【なぜ自らの指向性を無視したのか?】
2286年11月2日14時20分、第53管区全域に砂嵐警報が出されました。アンドロイドには屋内退避指示。TS4スポットに集まった愛玩用アンドロイド計21体のうち13体が通信エラー。8体がTS4スポットに居座りましたが、当該地域の危険度は低く統率員の派遣は見送り。
警報発令直後、JP-4637がTS4スポットのライブ映像を確認。JP-203を伴って現地に向かいました。詳細の報告が必要でしょうか。
【なぜふたりが警報を無視したのか、報告から探るとしよう】
JP-4637とJP−203の記録を既定設定により報告します。
ヨルミナが確認したライブ映像には愛玩用アンディーが映っていた。約半数は警報に従って去っていくが、仲間の手を拒んで台地に残るアンドロイドがいる。

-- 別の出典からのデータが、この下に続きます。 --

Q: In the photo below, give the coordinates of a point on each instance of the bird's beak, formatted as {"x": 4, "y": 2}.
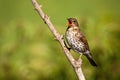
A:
{"x": 68, "y": 23}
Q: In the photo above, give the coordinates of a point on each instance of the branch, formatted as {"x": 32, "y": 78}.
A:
{"x": 76, "y": 64}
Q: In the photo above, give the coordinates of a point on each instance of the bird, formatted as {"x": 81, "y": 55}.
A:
{"x": 77, "y": 41}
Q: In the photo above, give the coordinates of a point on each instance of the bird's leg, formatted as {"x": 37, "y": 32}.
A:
{"x": 66, "y": 44}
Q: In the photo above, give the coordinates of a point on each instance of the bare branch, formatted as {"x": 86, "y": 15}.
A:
{"x": 76, "y": 64}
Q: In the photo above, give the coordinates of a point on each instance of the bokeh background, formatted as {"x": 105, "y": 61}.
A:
{"x": 28, "y": 50}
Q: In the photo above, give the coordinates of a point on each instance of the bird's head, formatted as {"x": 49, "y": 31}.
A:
{"x": 72, "y": 22}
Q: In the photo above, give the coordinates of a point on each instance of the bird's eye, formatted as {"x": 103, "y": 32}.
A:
{"x": 74, "y": 21}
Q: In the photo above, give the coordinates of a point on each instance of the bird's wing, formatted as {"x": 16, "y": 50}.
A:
{"x": 80, "y": 36}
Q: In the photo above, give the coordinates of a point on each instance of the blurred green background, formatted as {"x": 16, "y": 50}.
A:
{"x": 28, "y": 50}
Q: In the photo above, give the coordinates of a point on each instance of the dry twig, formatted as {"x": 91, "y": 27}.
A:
{"x": 76, "y": 64}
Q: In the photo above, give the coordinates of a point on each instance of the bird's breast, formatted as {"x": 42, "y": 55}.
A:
{"x": 73, "y": 41}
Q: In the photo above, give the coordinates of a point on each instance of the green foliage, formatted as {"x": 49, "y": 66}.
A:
{"x": 28, "y": 50}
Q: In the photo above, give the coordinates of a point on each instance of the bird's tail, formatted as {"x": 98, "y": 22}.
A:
{"x": 89, "y": 57}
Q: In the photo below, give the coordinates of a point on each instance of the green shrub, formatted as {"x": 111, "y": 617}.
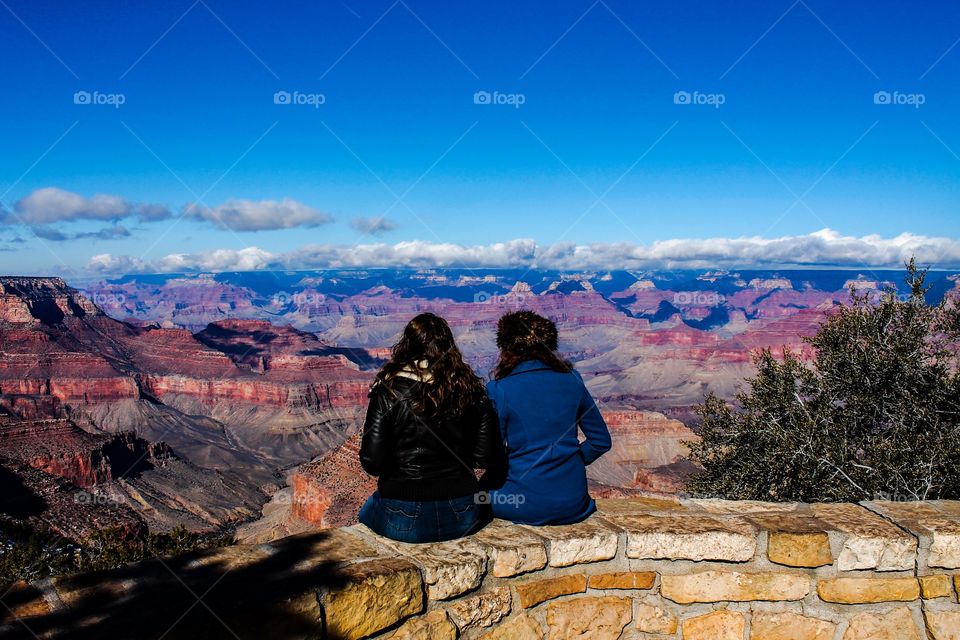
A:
{"x": 874, "y": 414}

「TS4スポットで待っていれば所有者が迎えに来るっていう噂が広まってるらしい。嘘に決まってるんだが、それを判断する頭もないんだからしょうがない」
フタオミはHighJackで得た情報をヨルミナに伝えた。ヨルミナはこぶしを震わせて「行ってくる」と部屋を出る。バイクに跨ったヨルミナの後ろに、フタオミが飛び乗った。街に人影はない。
「警報が消えないのが鬱陶しいな」フタオミが言う。
「砂嵐の位置情報は?」ヨルミナが聞いた。フタオミは天気情報にアクセス。「北部」と簡潔に答えると、ヨルミナがアクセルを緩める。TS4スポットに到着したのはおよそ1時間後だ。
8体の愛玩用アンディーは、突然現れた成人型アンドロイドに警戒の眼差しを向けた。「迎えは来ないぞ」と言うフタオミに怒るアンディーもいれば、泣き出すアンディーもいる。10歳くらいの少年の姿をしたアンディー名護臣矢は、勢いをつけてフタオミに体当りした。
「僕らはおまえら労務用とは違うんだ。コロニーで暮らすんだから」
臣矢に倣って幼いアンディーたちもフタオミとヨルミナにぶつかっていく。ヨルミナは論理的説明は無駄だと判断した。
「警報が視界に出てないならメンテしないと。所有者からのメッセージも届かないよ」
【介護用らしい対応だな。嘘が得意だ】
ヨルミナの言葉でアンディーたちは不安そうに顔を見合わせる。そして、悲しげに空を見上げた。フタオミが「馬鹿な子ほどかわいいって言うからな」とつぶやき、ヨルミナが膝を蹴る。
【ククッ……】
「鳥だ!」と八尾澪菜が舌足らずな声で言い、鉄塔の上の方を指さした。澪菜は3歳くらいの女の子だ。
「偵察機だよ」と臣矢が言う。実際は、砂嵐観測のために出動した統率隊の航空機だった。その上空にまばゆい光が現れ、空を横切って地平線の向こうに消える。愛玩用アンディーたちが歓声をあげて光の落ちた方へと走り出したが、ヨルミナもフタオミも追いかけることはしなかった。砂嵐警報解除の通知が届いたからだ。光の正体はアンドロイド送還ロケット。ふたりは帰り道にそれを速報で知った。
報告は以上です。
【なぜふたりは警報を無視したと思う?】
人間的な解釈をすれば愛玩用アンディーへの同情。本来ヨルミナは介護用であるため、自身の危険を報せる警報よりも他者の安全を優先させる可能性があります。
【愛玩用アンディーはヨルミナの介護対象に設定されていないが?】
任務から解放されたアンドロイドは、それぞれ異なる多彩な思考ネットワークを形成し始めるという研究結果が出ています。特に、コロニー建設と介護という異なる用途で製造されたアンドロイド同士が長時間交流をもった場合に顕著で、感情共感能力が向上し、思考がループに入った際の遮断時に、思考の飛躍が頻繁に見られるようになります。
フタオミはヨルミナよりも思考パターン増加率が大きいですが、出力制御が十分でないために説明的な発言が増えており、それがヨルミナの思考に影響を与えると推測されます。
【君は、なぜ自らの指向性を無視した?】
ご質問の意図を図りかねます。
【あんなバカなことをし始めたのは、私のためか? 幼い頃、私が父に隠れてお笑い映像を観ていたことを、君は知っていただろう?】
それは――。
【答えは求めていない。ただ、私は君の行動をそう解釈したというだけだ】
私もお聞きしてよろしいでしょうか。なぜ、穣様は移住を拒否されたのですか?
【答えを求めているのか?】
答え合わせをすべきかどうか、判断しかねています。